If you take another example the Epic hospital integrations with Fairview, not only is the HME providers that are involved there getting the benefit of reducing non-reimbursed costs, but the hospital system that is looking to manage say the COPD readmits or say their accountable care organization, total economic or total cost of ownership or total patient management approach, they can find both a clinical and economic value out of that And that should for us lead to more share and more stickiness with those hospitals, HME providers, patients throughout the value chain.
Don, anything to add beyond that regarding our healthcare informatics investments and any connection to revenue..
Yes, David, the broader issue here would be to look at it, like a Kindle. If you think about how people will select the best conditions for whether they are a large HME or a small HME in running too many realizations of revenue from troubleshooting. You want to roll the truck to check if whether unit is working or not.
You will be looking at share shift on big customers to who want to get more units into that solution into end. The compliance programs will drive more usage, usage, better outcomes for the patient, better outcomes for the HME.
This will also then drive programs for accessories, which will again increase better patient compliance and a better business for the HME. So there’s a multitude of areas here notwithstanding the actual costs coming out of the actual value chain and increasing profitability for the customers as well.
And they are all on top of any sort of flat fees that may be paid for purely phone usage either way. So it’s not going to be a one-size-fits-all solution. It will reflect itself in many, many ways, in many, many countries..
Thanks for the answer, guys. Just a quick one on emerging markets for my follow-up.
I’m just curious are you planning on selling the same products in emerging markets or you’re going to be launching low cost, low wear cost alternatives?.
David, great question. I’ll hand that to Rob Douglas.
Thanks, David. So the emerging markets have got quite lot of different dynamics in them. Each one of them is complex as any of the other markets. Some of them are actually high price markets and some of them are lower price markets. And then they’ve got different medical reimbursement schemes and different system.
So it is less focused on compliance management than in developed countries. And so in some markets the value of proposition of the telecoms in the device will be different.
And so, in a sense really what we’re going to do is go market by market, and configure products that are appropriate for them and we’ve got a platform solution that lets us do that very effectively..
Thank you..
Thanks for your questions David..
Thank you our next question comes from Bruce Du from CBA..
Hi guys. Just two questions for me. Just to clarify, so in terms of the timing for SERVE-HF, I think you mentioned the initial results would be in calendar year 2016.
Has that time table been pulled back a little bit?.
No Bruce. We’ve always say that the final patient the power around the study. It’s an even driven trial so, we don’t know the exact date but the based on the power analysis and the even rate, that we have predicted the formal patient should hit the two year mark from initial setup some time in 2015.

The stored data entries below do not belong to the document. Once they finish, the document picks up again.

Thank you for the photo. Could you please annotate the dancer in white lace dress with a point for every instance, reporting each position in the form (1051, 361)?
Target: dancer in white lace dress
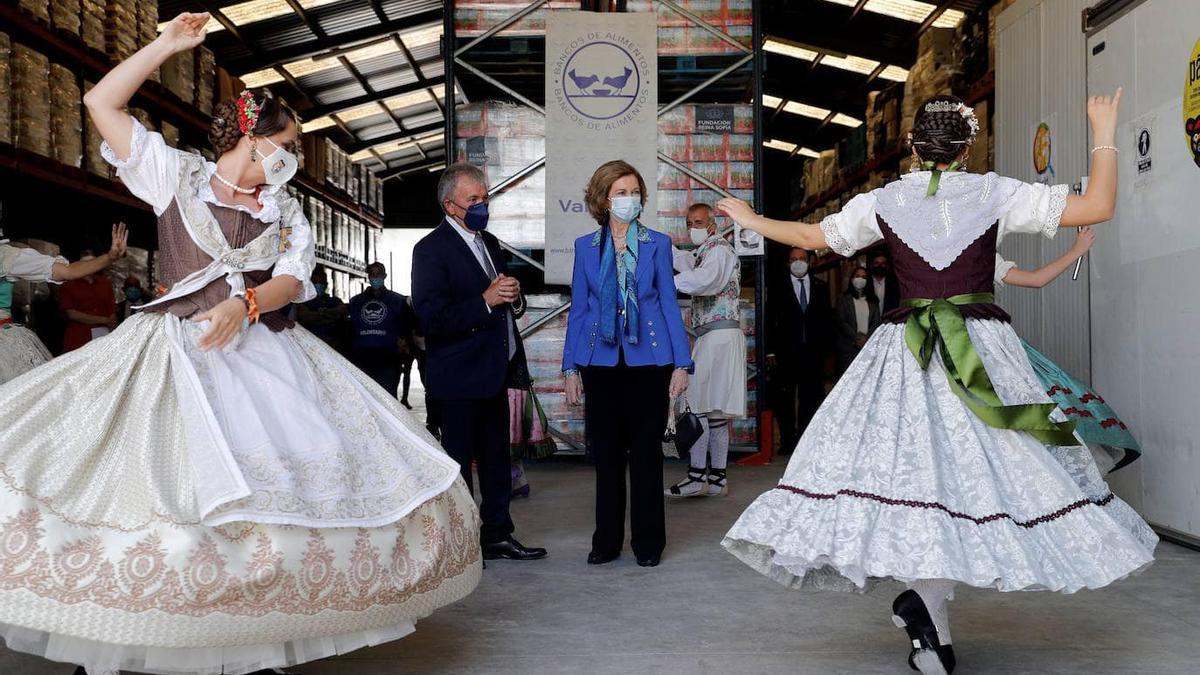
(21, 351)
(939, 458)
(210, 489)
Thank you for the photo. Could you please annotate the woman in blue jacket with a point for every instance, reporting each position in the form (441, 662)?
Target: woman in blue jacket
(625, 346)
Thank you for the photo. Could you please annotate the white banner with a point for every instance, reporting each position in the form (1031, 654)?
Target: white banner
(601, 105)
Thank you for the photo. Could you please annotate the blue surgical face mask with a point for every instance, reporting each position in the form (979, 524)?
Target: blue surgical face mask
(625, 209)
(477, 216)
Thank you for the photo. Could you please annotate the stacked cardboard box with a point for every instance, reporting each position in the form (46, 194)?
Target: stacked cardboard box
(91, 23)
(65, 16)
(205, 79)
(5, 89)
(31, 100)
(66, 117)
(120, 29)
(39, 9)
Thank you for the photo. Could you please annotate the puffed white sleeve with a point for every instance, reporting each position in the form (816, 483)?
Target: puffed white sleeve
(31, 266)
(1033, 209)
(855, 227)
(1002, 268)
(300, 257)
(151, 169)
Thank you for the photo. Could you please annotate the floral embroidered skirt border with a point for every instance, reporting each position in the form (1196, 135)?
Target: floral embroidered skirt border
(159, 514)
(897, 478)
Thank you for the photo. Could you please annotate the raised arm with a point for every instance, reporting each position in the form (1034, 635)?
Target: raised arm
(1041, 276)
(107, 100)
(1099, 203)
(803, 234)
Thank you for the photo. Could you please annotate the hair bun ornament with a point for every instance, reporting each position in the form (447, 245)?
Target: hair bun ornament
(247, 112)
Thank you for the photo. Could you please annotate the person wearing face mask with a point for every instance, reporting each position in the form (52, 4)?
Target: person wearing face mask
(467, 306)
(325, 316)
(883, 285)
(858, 316)
(799, 342)
(381, 323)
(208, 459)
(712, 275)
(627, 352)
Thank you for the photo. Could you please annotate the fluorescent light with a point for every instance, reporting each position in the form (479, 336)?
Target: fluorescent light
(256, 11)
(853, 64)
(413, 39)
(807, 111)
(907, 10)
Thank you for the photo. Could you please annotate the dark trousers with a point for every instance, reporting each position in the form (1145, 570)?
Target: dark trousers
(798, 394)
(625, 411)
(479, 430)
(382, 365)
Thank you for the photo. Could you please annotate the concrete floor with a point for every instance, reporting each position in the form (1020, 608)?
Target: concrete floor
(702, 611)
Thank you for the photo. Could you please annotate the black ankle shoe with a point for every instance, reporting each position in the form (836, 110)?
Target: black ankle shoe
(601, 559)
(928, 655)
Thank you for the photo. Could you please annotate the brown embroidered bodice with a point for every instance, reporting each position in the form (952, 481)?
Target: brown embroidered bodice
(972, 272)
(179, 256)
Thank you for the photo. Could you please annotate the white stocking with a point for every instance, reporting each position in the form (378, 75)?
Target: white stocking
(935, 592)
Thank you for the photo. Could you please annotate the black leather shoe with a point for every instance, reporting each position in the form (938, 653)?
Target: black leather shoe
(511, 549)
(600, 559)
(928, 655)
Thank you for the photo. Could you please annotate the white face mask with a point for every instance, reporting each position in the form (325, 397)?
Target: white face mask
(280, 166)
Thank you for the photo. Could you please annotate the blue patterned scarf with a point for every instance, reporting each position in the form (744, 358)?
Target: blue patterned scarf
(618, 280)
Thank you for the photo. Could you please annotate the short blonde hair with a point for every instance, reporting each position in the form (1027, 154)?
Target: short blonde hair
(597, 193)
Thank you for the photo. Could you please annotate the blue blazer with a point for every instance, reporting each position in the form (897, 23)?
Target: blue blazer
(661, 338)
(467, 346)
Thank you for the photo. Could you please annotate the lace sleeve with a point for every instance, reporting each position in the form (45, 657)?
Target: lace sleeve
(300, 258)
(1035, 209)
(151, 169)
(855, 227)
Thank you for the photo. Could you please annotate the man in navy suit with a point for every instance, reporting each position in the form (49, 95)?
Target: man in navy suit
(467, 308)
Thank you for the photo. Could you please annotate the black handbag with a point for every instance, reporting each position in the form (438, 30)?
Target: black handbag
(684, 430)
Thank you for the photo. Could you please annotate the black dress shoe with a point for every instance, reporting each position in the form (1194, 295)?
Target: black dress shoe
(600, 559)
(511, 549)
(928, 655)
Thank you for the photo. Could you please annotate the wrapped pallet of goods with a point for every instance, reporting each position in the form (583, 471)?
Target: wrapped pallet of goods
(39, 9)
(65, 16)
(5, 89)
(205, 79)
(31, 100)
(66, 117)
(91, 23)
(120, 29)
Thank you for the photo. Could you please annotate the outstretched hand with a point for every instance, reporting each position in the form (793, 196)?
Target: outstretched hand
(185, 31)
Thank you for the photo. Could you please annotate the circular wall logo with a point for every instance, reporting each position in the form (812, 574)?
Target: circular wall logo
(601, 81)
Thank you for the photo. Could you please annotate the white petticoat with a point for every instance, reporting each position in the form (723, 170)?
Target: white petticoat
(21, 351)
(171, 511)
(719, 383)
(897, 478)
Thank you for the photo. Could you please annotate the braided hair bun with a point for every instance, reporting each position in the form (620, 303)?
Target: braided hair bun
(225, 132)
(941, 131)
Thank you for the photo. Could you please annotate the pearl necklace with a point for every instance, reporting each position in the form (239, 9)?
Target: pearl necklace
(234, 186)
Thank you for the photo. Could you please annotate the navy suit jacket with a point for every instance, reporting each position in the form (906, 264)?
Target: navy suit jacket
(467, 346)
(661, 338)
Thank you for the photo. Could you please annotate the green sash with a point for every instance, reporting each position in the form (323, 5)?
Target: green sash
(939, 324)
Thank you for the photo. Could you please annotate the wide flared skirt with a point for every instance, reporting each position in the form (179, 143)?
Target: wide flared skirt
(21, 351)
(897, 478)
(165, 509)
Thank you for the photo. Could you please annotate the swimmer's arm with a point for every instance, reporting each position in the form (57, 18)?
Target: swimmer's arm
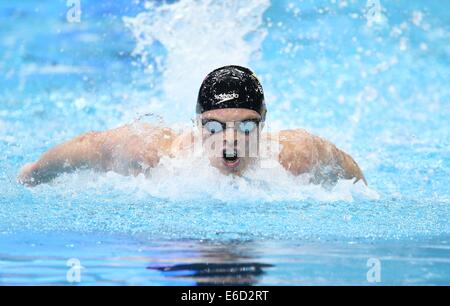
(82, 151)
(126, 150)
(305, 153)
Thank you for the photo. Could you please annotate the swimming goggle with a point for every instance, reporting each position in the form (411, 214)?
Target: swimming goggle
(246, 126)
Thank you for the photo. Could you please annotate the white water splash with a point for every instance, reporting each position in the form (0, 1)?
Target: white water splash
(197, 37)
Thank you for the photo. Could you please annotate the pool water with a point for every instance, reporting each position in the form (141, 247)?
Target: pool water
(377, 88)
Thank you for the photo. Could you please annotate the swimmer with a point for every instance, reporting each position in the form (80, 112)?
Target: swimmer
(231, 113)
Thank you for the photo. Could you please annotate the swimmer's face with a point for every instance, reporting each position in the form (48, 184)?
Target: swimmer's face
(230, 138)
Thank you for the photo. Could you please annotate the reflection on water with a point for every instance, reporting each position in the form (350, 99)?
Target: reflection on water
(225, 264)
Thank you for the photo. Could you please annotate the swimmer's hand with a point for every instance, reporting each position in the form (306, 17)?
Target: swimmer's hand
(69, 156)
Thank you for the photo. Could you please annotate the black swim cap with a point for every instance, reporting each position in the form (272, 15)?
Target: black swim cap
(231, 87)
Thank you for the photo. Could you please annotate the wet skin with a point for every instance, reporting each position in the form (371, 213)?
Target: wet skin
(135, 149)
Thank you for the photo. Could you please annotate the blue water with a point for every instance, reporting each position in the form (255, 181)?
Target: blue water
(378, 91)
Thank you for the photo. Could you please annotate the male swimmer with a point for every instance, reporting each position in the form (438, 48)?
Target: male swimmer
(230, 112)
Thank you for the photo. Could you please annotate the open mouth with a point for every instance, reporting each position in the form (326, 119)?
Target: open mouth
(230, 158)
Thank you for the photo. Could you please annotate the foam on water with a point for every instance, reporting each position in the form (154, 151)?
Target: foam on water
(185, 40)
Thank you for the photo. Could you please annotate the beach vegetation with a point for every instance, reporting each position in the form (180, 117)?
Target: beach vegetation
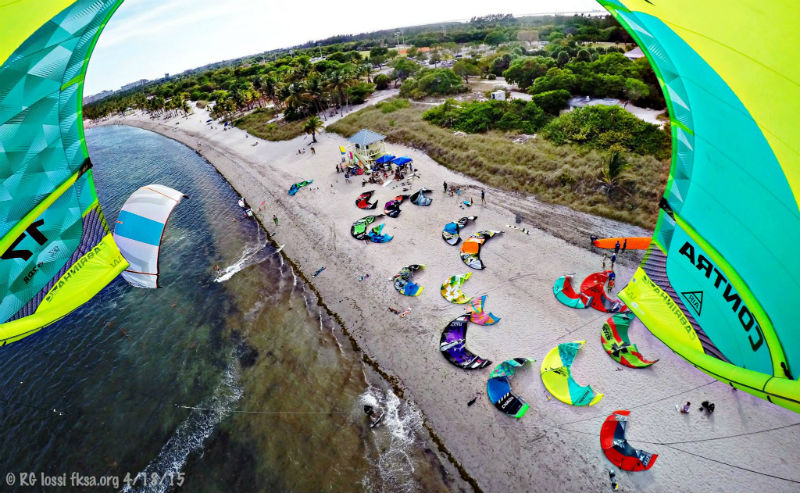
(569, 174)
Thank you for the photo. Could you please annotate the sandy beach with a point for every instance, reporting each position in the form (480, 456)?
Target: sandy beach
(747, 445)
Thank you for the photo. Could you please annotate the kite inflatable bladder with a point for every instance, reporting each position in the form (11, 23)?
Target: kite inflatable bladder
(471, 248)
(56, 251)
(362, 202)
(625, 243)
(451, 289)
(566, 294)
(499, 389)
(716, 282)
(593, 287)
(557, 376)
(450, 233)
(478, 315)
(403, 283)
(419, 198)
(453, 342)
(616, 447)
(297, 186)
(139, 230)
(617, 344)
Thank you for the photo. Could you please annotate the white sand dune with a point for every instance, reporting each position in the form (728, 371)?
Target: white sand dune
(555, 447)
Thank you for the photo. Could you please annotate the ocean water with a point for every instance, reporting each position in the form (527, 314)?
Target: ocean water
(229, 380)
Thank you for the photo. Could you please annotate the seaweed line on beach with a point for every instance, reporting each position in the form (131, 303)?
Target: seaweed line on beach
(395, 383)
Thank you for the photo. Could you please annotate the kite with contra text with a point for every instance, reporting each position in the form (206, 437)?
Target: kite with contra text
(557, 376)
(715, 282)
(471, 248)
(499, 389)
(139, 230)
(56, 250)
(617, 344)
(616, 447)
(453, 344)
(450, 232)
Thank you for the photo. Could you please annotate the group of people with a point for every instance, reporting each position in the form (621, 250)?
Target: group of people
(705, 406)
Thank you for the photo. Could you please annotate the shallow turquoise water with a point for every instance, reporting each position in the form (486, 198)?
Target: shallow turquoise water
(242, 385)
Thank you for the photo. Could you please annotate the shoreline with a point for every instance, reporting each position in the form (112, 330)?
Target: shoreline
(496, 452)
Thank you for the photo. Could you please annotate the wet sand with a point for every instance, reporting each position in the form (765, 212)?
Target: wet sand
(748, 444)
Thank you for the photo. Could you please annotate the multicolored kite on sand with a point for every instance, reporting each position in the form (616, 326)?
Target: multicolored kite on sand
(499, 389)
(616, 447)
(451, 289)
(471, 248)
(557, 376)
(617, 344)
(403, 283)
(453, 343)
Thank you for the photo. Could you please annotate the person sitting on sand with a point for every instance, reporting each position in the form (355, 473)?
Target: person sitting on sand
(708, 407)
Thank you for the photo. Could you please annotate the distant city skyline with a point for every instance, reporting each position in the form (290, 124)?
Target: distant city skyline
(147, 38)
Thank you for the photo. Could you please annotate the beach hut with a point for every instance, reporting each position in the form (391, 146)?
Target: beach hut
(365, 148)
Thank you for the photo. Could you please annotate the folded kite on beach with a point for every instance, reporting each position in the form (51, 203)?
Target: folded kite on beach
(499, 389)
(617, 344)
(616, 447)
(557, 376)
(419, 198)
(478, 315)
(594, 288)
(392, 208)
(451, 289)
(403, 283)
(566, 294)
(359, 228)
(297, 186)
(471, 248)
(450, 232)
(453, 343)
(362, 202)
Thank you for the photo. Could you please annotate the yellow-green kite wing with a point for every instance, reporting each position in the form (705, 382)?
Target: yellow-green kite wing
(719, 282)
(55, 248)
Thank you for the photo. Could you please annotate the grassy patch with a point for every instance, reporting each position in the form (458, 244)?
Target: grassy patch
(569, 175)
(256, 123)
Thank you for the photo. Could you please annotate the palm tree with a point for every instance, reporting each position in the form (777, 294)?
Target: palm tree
(313, 125)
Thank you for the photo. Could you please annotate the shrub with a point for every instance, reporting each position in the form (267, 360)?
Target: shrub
(552, 102)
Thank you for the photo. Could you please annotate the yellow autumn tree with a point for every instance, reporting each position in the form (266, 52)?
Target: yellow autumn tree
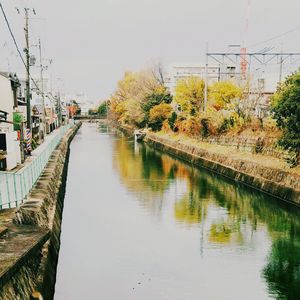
(131, 91)
(189, 94)
(222, 94)
(158, 114)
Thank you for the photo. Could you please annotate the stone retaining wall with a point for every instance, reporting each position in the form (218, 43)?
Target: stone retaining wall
(275, 182)
(42, 209)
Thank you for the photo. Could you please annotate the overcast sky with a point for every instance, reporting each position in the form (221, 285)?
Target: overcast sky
(92, 42)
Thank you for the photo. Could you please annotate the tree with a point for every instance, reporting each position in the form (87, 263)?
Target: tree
(130, 93)
(102, 109)
(222, 94)
(189, 94)
(158, 114)
(286, 111)
(161, 95)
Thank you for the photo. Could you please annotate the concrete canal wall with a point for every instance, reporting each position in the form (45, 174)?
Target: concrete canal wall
(278, 183)
(29, 248)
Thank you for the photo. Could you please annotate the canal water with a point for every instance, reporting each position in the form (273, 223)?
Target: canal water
(140, 224)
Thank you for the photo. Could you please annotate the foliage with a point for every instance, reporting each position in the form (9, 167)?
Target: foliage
(161, 95)
(158, 114)
(102, 109)
(190, 126)
(286, 111)
(125, 103)
(189, 94)
(222, 94)
(205, 127)
(226, 125)
(172, 121)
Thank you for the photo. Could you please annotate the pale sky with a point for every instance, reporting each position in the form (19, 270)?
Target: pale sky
(93, 42)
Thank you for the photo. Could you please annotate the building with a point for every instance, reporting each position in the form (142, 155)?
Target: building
(184, 70)
(10, 151)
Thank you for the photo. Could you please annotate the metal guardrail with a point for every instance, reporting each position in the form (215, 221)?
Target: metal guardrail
(14, 187)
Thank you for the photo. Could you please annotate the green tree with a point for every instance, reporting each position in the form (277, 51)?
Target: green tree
(222, 94)
(156, 98)
(102, 109)
(286, 111)
(158, 114)
(189, 94)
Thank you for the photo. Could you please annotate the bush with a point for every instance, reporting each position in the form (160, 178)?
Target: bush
(190, 126)
(172, 121)
(158, 114)
(205, 127)
(226, 125)
(286, 111)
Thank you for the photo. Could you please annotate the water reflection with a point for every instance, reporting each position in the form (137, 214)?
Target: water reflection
(229, 216)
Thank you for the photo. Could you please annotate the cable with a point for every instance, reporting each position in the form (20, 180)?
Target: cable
(17, 47)
(275, 37)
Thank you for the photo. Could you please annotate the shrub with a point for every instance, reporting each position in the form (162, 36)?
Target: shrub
(205, 127)
(158, 114)
(172, 120)
(286, 111)
(190, 126)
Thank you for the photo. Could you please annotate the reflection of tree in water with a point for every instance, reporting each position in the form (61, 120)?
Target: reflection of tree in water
(151, 173)
(282, 271)
(144, 173)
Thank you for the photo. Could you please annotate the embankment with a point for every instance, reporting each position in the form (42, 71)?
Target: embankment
(276, 182)
(30, 247)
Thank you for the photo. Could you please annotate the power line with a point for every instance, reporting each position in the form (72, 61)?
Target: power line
(17, 47)
(275, 37)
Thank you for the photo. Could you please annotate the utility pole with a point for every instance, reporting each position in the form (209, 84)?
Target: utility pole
(206, 80)
(26, 50)
(281, 65)
(42, 87)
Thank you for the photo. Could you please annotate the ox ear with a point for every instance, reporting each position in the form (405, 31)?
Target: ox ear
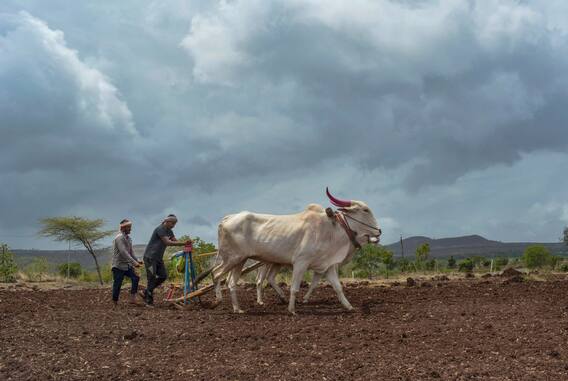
(335, 201)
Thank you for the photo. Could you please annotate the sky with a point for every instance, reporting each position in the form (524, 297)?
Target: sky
(447, 117)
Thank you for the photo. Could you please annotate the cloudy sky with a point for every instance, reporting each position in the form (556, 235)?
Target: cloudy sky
(447, 117)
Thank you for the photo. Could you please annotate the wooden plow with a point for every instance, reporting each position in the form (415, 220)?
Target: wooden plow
(191, 290)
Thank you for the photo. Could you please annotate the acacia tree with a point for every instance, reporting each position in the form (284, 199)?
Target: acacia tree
(422, 254)
(78, 230)
(8, 267)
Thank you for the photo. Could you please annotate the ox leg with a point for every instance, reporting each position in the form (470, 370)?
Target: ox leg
(272, 281)
(218, 272)
(233, 280)
(297, 276)
(313, 285)
(260, 277)
(333, 279)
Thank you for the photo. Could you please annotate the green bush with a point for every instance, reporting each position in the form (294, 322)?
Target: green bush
(74, 268)
(536, 256)
(369, 260)
(405, 265)
(500, 262)
(37, 269)
(8, 267)
(466, 265)
(430, 265)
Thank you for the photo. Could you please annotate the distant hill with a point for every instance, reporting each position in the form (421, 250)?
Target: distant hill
(459, 247)
(470, 245)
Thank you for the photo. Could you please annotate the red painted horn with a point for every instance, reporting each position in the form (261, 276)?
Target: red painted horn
(337, 202)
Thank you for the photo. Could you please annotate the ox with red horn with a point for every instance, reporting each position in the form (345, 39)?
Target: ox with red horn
(337, 202)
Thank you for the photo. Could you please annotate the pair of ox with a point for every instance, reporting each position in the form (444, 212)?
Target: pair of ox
(305, 241)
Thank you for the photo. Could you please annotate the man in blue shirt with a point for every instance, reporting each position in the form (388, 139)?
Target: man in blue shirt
(156, 272)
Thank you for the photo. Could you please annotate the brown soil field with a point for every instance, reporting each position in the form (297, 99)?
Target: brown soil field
(471, 329)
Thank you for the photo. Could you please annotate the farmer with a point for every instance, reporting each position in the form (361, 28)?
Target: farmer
(162, 237)
(123, 262)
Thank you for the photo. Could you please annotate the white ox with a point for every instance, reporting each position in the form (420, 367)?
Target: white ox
(309, 240)
(268, 273)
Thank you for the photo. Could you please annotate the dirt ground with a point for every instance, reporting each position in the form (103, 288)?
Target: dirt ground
(471, 329)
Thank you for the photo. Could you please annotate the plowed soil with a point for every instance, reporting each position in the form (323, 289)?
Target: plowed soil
(480, 329)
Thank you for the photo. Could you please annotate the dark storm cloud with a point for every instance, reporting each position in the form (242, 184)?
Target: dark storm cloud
(463, 88)
(129, 108)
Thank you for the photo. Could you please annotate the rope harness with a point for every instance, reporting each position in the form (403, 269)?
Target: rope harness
(341, 218)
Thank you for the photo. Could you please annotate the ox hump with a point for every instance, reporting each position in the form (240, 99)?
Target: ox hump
(314, 208)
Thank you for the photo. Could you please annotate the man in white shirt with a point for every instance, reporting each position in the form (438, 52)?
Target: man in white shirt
(124, 262)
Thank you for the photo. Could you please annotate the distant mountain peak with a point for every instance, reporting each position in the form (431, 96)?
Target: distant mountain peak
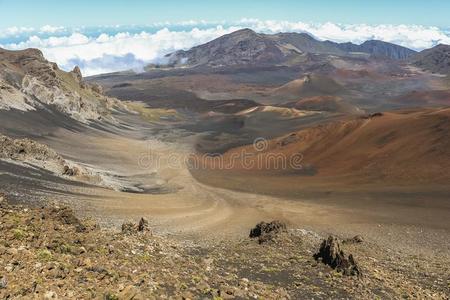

Then the primary investigators have to collect the data, analyze the data, create a peer view publication, go through the peer view prices and then get published so that they can present it ACC or HFSA or AHA. And so that process will result in a first publication and presentation sometime in calendar year 2016.
I’d like to make the point, that there will be multiple publications that come from this study. And this is just the first publication that we think it will be a seminal one. That’ll come out during calendar year 2016..
Okay. Great. Thanks. And just the second one was around the Astral in the US.
Could you perhaps give us a bit of color in terms of the degree of I guess understanding and sophistication by DMEs around the product given it is a relatively new product for you? Does that imply a relatively slower ramp up?.
So there will be a slower ramp up of the Astral product in the U.S. market. These of the our European market, because in Europe we played in home life support ventilation for the last seven years. Since our (inaudible) longer than eight years since our acquisition of Saime. In the U.S.
market, we are developing our channel with our risk free account managers and interfaces between them in our territory mangers in through our U.S. channel. I can tell you, we’ve been ramping up that team over the last 6 to 12 months.
We trained them very well at the America’s sales meeting a couple of months ago and they will be and they will be and are talking to customers on a day-to-day basis already in the market.
The customers have used a similar product from competing companies and so there are number of HME providers who are well versed in using home life support ventilation.
So the customer education is not the issue and the customer is actually would like other supplies based on our initial conversations and we think that the value we provide with the lower total cost of ownership, increased freedom for patients, increased ease-of-use and increased maintenance and capability of these devices for both the patient and the provider that there’s a very good value proposition.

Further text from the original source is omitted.